How to detect whether a character belongs to a Right To Left language?

Patrick Klug picture Patrick Klug · Dec 2, 2010 · Viewed 13.7k times · Source

What is a good way to tell whether a string contains text in a Right To Left language.

I have found this question which suggests the following approach:

public bool IsArabic(string strCompare)
{
  char[] chars = strCompare.ToCharArray();
  foreach (char ch in chars)
    if (ch >= '\u0627' && ch <= '\u0649') return true;
  return false;
}

While this may work for Arabic this doesn't seem to cover other RTL languages such as Hebrew. Is there a generic way to know that a particular character belongs to a RTL language?

Answer

dtb picture dtb · Dec 2, 2010

Unicode characters have different properties associated with them. These properties cannot be derived from the code point; you need a table that tells you if a character has a certain property or not.

You are interested in characters with bidirectional property "R" or "AL" (RandALCat).

A RandALCat character is a character with unambiguously right-to-left directionality.

Here's the complete list as of Unicode 3.2 (from RFC 3454):

D. Bidirectional tables

D.1 Characters with bidirectional property "R" or "AL"

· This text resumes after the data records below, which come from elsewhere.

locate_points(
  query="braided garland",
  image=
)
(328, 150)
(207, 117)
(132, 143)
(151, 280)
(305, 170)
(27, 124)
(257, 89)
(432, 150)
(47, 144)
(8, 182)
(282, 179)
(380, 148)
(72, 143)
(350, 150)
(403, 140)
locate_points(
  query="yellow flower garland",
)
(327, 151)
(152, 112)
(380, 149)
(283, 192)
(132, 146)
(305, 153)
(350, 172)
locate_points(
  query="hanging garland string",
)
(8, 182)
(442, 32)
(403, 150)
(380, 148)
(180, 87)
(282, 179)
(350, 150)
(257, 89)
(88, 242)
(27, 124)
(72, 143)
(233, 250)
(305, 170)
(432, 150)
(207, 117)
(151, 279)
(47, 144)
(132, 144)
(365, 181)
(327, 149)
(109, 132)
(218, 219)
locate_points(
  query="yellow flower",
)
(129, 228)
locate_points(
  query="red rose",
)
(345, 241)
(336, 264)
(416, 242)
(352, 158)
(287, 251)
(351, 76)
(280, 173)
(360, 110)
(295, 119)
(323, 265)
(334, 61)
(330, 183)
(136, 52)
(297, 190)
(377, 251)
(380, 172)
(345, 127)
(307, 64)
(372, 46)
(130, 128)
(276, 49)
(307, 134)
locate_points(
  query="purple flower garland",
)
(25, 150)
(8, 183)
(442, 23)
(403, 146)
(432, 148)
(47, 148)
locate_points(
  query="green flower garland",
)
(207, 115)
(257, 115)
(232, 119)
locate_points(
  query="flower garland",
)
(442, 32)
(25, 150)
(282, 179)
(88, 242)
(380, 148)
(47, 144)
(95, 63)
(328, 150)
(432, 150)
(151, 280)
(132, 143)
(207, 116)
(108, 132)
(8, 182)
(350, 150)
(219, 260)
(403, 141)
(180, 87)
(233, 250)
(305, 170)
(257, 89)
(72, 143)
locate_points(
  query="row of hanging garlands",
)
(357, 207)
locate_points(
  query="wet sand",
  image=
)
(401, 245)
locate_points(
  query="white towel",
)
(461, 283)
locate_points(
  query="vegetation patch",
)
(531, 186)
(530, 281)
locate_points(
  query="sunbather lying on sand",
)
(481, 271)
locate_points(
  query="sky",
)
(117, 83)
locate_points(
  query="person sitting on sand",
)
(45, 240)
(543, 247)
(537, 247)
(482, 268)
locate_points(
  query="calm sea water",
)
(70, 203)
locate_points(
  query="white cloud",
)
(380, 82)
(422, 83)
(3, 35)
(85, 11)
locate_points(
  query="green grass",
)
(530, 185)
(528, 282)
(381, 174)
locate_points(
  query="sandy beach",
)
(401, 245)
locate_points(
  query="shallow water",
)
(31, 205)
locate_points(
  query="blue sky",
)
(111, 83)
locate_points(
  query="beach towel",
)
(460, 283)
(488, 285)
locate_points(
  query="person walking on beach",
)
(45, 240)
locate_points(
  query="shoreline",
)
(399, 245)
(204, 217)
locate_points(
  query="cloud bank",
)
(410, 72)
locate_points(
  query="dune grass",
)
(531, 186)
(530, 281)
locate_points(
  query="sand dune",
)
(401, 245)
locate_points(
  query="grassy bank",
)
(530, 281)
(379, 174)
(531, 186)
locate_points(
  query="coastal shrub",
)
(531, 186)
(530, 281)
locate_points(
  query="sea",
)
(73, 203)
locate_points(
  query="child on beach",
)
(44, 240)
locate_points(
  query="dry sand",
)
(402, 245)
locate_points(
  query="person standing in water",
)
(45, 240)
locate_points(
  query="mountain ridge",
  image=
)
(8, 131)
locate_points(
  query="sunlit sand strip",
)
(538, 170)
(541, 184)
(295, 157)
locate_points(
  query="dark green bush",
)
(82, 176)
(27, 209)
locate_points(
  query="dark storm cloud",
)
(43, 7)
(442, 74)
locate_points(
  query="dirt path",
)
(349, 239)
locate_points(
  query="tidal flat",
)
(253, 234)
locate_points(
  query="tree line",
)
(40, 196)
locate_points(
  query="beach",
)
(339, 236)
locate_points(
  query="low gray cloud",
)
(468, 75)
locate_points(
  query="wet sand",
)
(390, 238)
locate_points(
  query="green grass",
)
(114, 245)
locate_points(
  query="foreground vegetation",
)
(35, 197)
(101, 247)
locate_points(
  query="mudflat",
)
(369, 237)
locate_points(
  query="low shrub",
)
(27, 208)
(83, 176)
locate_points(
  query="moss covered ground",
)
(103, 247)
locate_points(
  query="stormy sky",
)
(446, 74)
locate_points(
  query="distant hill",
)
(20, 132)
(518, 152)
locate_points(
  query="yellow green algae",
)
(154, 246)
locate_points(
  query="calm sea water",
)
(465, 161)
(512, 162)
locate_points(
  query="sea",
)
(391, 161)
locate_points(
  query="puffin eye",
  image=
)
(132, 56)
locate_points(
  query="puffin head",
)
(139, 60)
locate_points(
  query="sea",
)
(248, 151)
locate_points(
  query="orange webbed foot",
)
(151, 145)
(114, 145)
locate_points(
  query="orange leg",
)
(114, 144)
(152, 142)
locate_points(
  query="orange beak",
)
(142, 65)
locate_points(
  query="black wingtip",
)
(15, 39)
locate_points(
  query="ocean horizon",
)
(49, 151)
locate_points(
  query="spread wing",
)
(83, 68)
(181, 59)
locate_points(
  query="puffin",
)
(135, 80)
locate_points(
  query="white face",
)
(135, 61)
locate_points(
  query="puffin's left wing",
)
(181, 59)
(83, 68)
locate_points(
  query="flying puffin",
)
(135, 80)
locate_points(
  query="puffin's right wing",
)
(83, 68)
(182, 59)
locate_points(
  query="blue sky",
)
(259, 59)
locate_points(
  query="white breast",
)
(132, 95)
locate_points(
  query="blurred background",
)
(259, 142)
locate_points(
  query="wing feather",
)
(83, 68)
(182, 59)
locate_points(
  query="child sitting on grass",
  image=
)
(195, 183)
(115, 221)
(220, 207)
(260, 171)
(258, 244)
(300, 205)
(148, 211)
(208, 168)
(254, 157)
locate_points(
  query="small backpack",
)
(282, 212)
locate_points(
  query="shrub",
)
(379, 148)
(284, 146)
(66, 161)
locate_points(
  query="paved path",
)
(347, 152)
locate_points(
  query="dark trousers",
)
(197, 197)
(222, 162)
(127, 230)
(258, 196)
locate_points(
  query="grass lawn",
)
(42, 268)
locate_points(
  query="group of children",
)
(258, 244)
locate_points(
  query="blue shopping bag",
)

----- Start Table D.1 -----
05BE
05C0
05C3
05D0-05EA
05F0-05F4
061B
061F
0621-063A
0640-064A
066D-066F
0671-06D5
06DD
06E5-06E6
06FA-06FE
0700-070D
0710
0712-072C
0780-07A5
07B1
200F
FB1D
FB1F-FB28
FB2A-FB36
FB38-FB3C
FB3E
FB40-FB41
FB43-FB44
FB46-FBB1
FBD3-FD3D
FD50-FD8F
FD92-FDC7
FDF0-FDFC
FE70-FE74
FE76-FEFC
----- End Table D.1 -----

Here's some code to get the complete list as of Unicode 6.0:

var url = "http://www.unicode.org/Public/6.0.0/ucd/UnicodeData.txt";

var query = from record in new WebClient().DownloadString(url).Split('\n')
            where !string.IsNullOrEmpty(record)
            let properties = record.Split(';')
            where properties[4] == "R" || properties[4] == "AL"
            select int.Parse(properties[0], NumberStyles.AllowHexSpecifier);

foreach (var codepoint in query)
{
    Console.WriteLine(codepoint.ToString("X4"));
}

Note that these values are Unicode code points. Strings in C#/.NET are UTF-16 encoded and need to be converted to Unicode code points first (see Char.ConvertToUtf32). Here's a method that checks if a string contains at least one RandALCat character:

static void IsAnyCharacterRightToLeft(string s)
{
    for (var i = 0; i < s.Length; i += char.IsSurrogatePair(s, i) ? 2 : 1)
    {
        var codepoint = char.ConvertToUtf32(s, i);
        if (IsRandALCat(codepoint))
        {
            return true;
        }
    }
    return false;
}